Pilot is saddened to learn that Wg Cdr Kenneth Wallis MBE, DEng (hc), CEng, FRAeS, FSETP, PhD (hc), RAF (Ret’d) passed away on 1 September, aged 97.

Wg Cdr Wallis had a life-long passion for aviation. After making his first solo flight at Cambridge in 1937 in a de Havilland Gipsy Moth, Wallis flew Westland Lysanders and completed 24 wartime missions over Northern Europe in Vickers Wellington bombers, despite having poor sight in one eye.

He then spent twenty years as a scientist and pilot engaged in armament and weapon research. His activities included examining and testing captured enemy armament, creating the optimum bombing-up procedures for the English-Electric Canberra; Britain’s first jet bomber. He also tested weapons for the Mach 2 fighter later known as the Lightning.

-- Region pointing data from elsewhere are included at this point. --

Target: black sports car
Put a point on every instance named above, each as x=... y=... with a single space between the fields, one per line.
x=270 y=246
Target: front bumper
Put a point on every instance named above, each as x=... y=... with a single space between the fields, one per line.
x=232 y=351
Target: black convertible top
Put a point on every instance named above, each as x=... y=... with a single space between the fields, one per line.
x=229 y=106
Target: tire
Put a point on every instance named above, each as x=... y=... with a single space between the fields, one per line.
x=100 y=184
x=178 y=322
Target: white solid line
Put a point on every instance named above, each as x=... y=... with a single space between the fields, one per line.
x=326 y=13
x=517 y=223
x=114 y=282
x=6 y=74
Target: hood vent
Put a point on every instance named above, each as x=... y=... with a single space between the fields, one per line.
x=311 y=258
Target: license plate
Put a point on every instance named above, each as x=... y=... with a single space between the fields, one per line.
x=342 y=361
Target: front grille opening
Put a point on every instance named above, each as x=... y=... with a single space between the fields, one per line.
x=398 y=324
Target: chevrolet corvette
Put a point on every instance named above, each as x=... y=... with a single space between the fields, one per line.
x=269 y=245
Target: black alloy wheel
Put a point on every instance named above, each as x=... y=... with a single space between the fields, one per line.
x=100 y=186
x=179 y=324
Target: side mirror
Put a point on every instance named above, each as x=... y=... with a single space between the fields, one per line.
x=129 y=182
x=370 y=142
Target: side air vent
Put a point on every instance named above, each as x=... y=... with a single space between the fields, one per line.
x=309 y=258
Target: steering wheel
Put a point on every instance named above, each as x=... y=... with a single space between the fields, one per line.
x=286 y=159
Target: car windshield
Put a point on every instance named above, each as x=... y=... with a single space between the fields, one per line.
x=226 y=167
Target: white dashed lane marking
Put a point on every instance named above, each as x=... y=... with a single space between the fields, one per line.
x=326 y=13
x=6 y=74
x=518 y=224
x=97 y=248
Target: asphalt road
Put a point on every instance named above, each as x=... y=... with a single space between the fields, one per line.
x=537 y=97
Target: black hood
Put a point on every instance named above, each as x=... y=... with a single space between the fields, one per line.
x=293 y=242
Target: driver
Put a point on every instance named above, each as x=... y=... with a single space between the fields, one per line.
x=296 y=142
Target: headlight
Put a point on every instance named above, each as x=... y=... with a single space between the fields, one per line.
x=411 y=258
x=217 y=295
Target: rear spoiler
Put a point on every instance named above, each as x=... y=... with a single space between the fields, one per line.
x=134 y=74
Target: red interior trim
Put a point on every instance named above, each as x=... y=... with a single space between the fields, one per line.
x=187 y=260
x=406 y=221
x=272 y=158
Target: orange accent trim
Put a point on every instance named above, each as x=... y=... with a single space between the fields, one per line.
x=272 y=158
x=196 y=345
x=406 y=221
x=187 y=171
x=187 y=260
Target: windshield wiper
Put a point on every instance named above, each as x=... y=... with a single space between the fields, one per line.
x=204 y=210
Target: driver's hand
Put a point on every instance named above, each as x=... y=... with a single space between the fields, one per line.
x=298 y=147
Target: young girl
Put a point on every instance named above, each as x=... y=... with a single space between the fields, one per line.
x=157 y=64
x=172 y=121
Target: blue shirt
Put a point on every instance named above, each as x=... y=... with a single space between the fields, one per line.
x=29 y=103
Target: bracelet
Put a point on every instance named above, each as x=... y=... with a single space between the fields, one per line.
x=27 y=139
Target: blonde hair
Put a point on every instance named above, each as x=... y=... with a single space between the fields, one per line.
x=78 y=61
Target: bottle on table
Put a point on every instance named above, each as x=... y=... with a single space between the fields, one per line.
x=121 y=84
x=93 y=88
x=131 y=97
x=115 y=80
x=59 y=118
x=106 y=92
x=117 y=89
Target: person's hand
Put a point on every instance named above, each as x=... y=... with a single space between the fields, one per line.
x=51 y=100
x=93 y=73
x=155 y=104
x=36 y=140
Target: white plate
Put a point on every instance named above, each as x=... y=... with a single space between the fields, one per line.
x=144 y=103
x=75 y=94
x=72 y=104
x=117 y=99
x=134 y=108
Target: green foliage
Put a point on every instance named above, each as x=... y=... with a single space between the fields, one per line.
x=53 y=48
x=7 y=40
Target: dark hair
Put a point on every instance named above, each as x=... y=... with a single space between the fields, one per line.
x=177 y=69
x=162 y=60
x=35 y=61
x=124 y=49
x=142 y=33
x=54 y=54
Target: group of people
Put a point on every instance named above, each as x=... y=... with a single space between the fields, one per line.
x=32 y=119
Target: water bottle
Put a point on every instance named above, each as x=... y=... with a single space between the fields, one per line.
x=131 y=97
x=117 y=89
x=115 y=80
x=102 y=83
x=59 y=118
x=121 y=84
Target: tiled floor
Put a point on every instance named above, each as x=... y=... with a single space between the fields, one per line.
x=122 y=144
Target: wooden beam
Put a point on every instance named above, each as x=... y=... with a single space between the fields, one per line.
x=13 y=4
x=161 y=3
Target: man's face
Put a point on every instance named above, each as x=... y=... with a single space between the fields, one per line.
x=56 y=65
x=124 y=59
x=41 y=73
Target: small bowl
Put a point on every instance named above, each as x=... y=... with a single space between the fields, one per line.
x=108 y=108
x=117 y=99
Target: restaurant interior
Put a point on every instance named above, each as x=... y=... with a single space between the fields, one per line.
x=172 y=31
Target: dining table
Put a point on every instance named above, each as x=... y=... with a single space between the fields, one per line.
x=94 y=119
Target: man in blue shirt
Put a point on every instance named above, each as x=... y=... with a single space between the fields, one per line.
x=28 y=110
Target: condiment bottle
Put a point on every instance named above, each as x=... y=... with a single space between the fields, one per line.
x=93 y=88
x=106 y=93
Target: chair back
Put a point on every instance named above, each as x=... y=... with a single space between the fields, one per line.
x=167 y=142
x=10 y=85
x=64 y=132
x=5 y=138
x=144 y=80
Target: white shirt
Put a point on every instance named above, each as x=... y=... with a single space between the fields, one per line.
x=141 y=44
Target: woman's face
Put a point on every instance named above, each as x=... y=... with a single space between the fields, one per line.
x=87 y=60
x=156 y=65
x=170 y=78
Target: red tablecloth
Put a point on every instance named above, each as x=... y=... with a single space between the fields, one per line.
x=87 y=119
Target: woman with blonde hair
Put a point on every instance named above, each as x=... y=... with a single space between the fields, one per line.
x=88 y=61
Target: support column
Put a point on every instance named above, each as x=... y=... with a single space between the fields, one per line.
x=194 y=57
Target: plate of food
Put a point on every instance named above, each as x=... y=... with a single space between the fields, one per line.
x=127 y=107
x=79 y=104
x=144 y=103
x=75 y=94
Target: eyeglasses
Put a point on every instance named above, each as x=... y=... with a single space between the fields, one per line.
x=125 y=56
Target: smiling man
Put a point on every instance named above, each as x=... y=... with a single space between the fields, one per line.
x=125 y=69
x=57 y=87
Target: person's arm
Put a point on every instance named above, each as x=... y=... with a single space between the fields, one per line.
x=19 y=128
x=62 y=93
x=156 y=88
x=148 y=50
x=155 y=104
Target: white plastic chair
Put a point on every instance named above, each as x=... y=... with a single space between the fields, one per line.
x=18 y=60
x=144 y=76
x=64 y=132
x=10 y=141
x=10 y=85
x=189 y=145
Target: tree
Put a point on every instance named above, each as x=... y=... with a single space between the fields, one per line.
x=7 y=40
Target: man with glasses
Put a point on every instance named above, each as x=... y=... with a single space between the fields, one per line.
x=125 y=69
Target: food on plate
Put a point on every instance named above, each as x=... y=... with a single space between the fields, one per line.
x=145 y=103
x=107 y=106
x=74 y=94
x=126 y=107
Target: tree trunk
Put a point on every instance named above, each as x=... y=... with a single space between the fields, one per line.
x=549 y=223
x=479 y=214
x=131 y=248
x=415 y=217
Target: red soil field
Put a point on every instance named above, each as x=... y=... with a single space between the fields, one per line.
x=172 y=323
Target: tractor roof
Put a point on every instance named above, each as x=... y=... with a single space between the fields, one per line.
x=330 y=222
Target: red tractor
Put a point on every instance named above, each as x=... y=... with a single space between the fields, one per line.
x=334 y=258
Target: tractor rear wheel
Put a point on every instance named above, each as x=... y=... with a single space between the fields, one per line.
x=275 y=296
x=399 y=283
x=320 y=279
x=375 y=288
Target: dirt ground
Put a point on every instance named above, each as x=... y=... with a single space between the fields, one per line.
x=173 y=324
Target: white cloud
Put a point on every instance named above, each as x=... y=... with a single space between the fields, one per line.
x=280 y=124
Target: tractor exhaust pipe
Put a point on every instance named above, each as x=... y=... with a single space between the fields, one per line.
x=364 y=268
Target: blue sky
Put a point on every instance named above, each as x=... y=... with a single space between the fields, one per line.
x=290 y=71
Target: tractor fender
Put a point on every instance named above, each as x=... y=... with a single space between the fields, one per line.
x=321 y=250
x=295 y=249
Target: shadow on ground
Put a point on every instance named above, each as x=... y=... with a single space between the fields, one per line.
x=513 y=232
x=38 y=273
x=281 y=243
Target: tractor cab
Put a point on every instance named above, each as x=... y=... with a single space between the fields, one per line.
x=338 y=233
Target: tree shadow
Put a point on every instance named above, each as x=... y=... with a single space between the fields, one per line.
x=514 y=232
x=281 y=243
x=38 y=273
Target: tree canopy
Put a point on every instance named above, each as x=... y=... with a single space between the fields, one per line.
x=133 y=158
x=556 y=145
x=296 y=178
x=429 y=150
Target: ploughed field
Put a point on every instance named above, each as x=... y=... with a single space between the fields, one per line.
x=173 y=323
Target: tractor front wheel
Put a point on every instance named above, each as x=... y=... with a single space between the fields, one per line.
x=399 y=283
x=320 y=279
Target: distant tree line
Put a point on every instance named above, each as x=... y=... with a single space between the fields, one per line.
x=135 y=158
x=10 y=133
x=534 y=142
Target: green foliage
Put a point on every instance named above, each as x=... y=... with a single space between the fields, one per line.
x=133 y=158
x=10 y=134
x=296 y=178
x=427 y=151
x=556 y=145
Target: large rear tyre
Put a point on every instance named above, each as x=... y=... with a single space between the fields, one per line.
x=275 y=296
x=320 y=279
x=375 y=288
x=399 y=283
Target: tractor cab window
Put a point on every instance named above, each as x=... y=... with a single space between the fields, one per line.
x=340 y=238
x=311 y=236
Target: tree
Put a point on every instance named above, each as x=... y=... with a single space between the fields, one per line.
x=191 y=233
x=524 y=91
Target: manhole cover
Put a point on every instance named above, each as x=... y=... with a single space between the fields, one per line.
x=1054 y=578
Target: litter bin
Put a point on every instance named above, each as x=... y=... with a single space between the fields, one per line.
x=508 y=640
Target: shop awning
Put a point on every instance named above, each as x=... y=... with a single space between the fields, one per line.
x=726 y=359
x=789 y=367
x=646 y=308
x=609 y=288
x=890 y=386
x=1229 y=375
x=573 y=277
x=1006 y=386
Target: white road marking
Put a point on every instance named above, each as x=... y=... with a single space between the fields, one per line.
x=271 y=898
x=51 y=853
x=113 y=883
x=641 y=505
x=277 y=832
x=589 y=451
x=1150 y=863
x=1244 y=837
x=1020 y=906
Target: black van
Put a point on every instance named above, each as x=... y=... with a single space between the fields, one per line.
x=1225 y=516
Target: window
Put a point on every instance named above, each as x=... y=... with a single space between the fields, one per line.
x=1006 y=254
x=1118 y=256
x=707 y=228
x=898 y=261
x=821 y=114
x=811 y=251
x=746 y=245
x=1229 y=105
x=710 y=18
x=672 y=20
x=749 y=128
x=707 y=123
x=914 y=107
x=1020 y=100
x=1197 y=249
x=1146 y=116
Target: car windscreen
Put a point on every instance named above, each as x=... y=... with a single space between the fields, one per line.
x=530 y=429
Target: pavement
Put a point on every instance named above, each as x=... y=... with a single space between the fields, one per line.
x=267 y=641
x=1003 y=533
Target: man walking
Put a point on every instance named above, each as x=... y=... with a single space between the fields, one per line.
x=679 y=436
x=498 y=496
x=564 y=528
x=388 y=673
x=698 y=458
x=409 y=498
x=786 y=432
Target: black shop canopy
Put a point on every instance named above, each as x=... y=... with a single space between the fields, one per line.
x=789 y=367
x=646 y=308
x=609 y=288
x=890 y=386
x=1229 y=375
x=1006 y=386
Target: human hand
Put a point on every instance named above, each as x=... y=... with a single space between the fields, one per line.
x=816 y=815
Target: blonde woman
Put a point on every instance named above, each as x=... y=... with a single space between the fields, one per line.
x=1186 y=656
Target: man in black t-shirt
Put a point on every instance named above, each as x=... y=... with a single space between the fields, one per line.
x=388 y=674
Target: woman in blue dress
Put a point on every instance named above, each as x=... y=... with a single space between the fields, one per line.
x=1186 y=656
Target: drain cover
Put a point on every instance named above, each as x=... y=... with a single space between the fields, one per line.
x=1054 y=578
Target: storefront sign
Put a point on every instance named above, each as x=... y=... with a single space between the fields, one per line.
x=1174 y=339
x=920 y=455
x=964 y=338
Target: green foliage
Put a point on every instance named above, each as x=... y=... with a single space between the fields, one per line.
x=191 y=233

Upon leaving the RAF in 1964, he turned his attention to autogyros and has been credited with creating a motor head design that mitigated their tendency to enter a steep climb if flown too quickly, risking their rotors cutting off their own tails. Famously he created autogyro ‘Little Nellie’, which he then flew as Sean Connery’s stunt double in ‘You Only Live Twice’.

Between 1968 and 2002 he set 34 world records, many of which he still held at the time of his passing. Among those still standing is the 3km speed world record for autogyros which, in 2001, he set at 207.7 kph.

The Wallis family’s interests in aviation date back to 1908, when Ken’s father and uncle decided to build a flying machine at their home in Cambridge. The ‘Wallbro Monoplane’ flew in 1910, used steel tube construction and was fitted with ailerons, well in advance of its wing-warped contemporaries. In 1973, Ken and his cousin Geoffrey began to create a flying replica, which was flown by Ken in 1978.

Among his other inventions were a 16mm camera, created in 1945 with capacity for 100 shots on a length of cine film. It could be worn as a wristwatch as it was only 2½ inches long. Ken also devised the world’s first electric slot-car race track. According to biographer Ian Hancock, the track was built in 1942, using the air-raid black-out boards of his Nissen hut. The cars, which had front wheel steering, ultimately used motors from an electro-mechanical navigation and bomb-aiming computer extracted from a German Arado 234 bomber.

Last year, Wg Cdr Wallis received lifetime achievement awards from both the Royal Aero Club and the Guild of Air Pilots and Air Navigators; he was still flying in his 75th year as a pilot.

Speaking in tribute, His Honour Judge Tudor Wyn Owen QC, the Master of the Guild of Air Pilots and Air Navigators said: “Wg Cdr Wallis will be remembered for his ingenuity, energy and perseverance over a lifelong involvement in aviation, and for his charming personality.”